YORUM | PROF. MEHMET EFE ÇAMAN

Kemal Kılıçdaroğlu’na karşı gizleyemediğim bir sempatim var. Kendisinin CHP’nin başında olmasının – her şeye rağmen – bir şans olduğunu düşünüyorum. Onun sosyal demokrat, her şeyden önce de demokrat olduğuna inanıyorum. Zaza ve Alevi Kılıçdaroğlu’nun Türkiye’de demokratikleşmeye, çok kültürlülüğe, Cumhuriyet’in insan haklarını, azınlık haklarını ve temel özgürlükleri özümsemesine önemli katkılarda bulunabileceğinin de farkındayım. Kılıçdaroğlu’nun KHK’larla ilgili, giderek el yükselten çıkışlarını olumlu ve yapıcı buluyorum.
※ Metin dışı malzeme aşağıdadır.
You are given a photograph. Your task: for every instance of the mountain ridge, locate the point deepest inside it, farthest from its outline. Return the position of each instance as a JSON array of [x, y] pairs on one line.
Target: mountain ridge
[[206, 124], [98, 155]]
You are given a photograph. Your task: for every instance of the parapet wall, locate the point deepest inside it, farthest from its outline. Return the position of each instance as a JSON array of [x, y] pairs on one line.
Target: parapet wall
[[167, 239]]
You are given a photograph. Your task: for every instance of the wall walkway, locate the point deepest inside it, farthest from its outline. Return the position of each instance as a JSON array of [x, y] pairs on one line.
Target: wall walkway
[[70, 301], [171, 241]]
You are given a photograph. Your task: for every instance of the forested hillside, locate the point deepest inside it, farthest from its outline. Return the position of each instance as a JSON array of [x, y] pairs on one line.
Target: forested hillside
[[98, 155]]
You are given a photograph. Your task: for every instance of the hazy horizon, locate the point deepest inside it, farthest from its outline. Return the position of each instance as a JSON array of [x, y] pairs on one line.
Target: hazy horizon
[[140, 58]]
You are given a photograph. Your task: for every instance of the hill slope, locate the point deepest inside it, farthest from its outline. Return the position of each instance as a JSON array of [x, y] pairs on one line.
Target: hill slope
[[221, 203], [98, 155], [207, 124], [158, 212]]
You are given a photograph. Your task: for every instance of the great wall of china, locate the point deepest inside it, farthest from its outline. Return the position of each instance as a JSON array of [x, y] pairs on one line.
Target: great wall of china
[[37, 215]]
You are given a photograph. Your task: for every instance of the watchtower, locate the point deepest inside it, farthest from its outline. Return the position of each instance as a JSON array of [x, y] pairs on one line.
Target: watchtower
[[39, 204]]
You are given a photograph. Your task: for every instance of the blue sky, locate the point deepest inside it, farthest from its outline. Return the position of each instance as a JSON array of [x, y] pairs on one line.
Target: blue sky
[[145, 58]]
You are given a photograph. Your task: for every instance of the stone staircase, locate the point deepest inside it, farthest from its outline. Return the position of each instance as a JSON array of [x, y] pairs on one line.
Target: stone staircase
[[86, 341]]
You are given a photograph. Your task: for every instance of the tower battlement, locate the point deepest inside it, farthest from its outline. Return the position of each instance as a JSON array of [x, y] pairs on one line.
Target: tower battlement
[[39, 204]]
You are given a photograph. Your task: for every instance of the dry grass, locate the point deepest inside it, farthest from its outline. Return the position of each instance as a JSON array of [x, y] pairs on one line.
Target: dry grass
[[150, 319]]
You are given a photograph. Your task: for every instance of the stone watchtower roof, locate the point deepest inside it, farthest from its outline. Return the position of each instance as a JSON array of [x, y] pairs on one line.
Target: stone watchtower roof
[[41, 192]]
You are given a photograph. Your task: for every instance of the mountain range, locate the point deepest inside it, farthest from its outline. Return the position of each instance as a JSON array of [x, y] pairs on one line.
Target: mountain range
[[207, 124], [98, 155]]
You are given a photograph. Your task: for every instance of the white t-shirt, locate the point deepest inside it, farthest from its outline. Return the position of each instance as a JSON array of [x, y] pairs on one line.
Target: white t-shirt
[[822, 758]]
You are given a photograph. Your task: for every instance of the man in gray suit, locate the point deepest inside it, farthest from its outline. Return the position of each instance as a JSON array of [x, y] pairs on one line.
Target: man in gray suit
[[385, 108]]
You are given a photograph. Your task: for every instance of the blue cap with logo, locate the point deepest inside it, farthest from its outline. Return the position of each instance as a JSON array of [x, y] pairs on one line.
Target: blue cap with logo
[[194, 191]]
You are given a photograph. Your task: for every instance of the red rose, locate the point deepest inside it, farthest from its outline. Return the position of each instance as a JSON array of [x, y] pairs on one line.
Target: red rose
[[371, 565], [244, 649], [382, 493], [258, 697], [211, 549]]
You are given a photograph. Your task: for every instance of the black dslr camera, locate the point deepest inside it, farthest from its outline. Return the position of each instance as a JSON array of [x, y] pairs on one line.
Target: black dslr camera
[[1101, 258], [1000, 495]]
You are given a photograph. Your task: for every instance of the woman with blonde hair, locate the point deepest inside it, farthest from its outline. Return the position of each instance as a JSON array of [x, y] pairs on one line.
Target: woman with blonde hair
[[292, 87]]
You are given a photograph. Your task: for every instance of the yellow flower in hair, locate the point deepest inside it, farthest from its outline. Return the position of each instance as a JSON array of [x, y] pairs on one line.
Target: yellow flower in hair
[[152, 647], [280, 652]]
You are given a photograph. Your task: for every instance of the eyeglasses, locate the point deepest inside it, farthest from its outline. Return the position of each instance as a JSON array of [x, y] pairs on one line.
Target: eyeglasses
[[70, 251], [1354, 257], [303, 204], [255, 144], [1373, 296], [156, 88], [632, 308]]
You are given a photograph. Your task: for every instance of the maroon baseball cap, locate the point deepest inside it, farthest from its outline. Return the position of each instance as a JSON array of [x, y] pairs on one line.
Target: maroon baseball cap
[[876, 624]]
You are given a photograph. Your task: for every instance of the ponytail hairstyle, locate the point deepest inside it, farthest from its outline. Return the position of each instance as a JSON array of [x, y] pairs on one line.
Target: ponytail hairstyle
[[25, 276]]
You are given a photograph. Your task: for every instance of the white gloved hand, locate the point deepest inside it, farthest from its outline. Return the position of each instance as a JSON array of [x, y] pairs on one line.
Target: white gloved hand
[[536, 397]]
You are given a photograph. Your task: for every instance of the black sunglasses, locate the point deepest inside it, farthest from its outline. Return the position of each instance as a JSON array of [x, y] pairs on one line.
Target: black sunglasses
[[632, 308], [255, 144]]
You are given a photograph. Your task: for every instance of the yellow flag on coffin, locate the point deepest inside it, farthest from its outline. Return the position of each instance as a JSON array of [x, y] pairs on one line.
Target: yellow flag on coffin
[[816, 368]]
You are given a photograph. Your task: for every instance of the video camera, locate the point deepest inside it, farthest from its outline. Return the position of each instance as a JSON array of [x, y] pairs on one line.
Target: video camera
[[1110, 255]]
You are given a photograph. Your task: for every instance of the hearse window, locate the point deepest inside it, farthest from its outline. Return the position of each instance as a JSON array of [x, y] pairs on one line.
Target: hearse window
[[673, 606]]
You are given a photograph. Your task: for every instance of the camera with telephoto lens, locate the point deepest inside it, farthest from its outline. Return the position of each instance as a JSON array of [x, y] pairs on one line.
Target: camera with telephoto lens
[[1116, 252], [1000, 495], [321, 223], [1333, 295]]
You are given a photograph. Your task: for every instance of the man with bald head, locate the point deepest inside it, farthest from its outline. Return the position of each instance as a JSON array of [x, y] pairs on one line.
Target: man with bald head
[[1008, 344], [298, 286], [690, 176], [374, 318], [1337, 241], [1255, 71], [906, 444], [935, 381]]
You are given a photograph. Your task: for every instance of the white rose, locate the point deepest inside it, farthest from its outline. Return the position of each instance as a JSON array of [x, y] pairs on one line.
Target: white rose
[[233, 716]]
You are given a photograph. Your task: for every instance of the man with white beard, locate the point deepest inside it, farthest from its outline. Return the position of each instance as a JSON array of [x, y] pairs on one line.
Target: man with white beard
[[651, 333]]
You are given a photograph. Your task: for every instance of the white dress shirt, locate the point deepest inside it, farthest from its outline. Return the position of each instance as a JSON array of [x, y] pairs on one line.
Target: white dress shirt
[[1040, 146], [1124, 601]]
15 Temmuz 2016 konusundaki hâkim devletlû diskuru isteyerek değil, Real-Politik gerekçelerle kabul ettiğini düşünüyorum. Kılıçdaroğlu’nun, tüm bunlardan daha da önemli olmak üzere, CHP’nin solculaşması, sosyal demokratlaşması, demokratlaşması, devlet güdümünden çıkıp ilerici bir parti kimliğine bürünebilmesi gibi zorlu mücadelelerde gerçekten hatırı sayılır ilerlemeler yapabilecek bir kişilik olduğundan eminim. Ayrıca, Kılıçdaroğlu’nun sol ekonomi politik dönüşüm için gereken düşünsel ve mesleki birikime sahip olduğunu biliyorum.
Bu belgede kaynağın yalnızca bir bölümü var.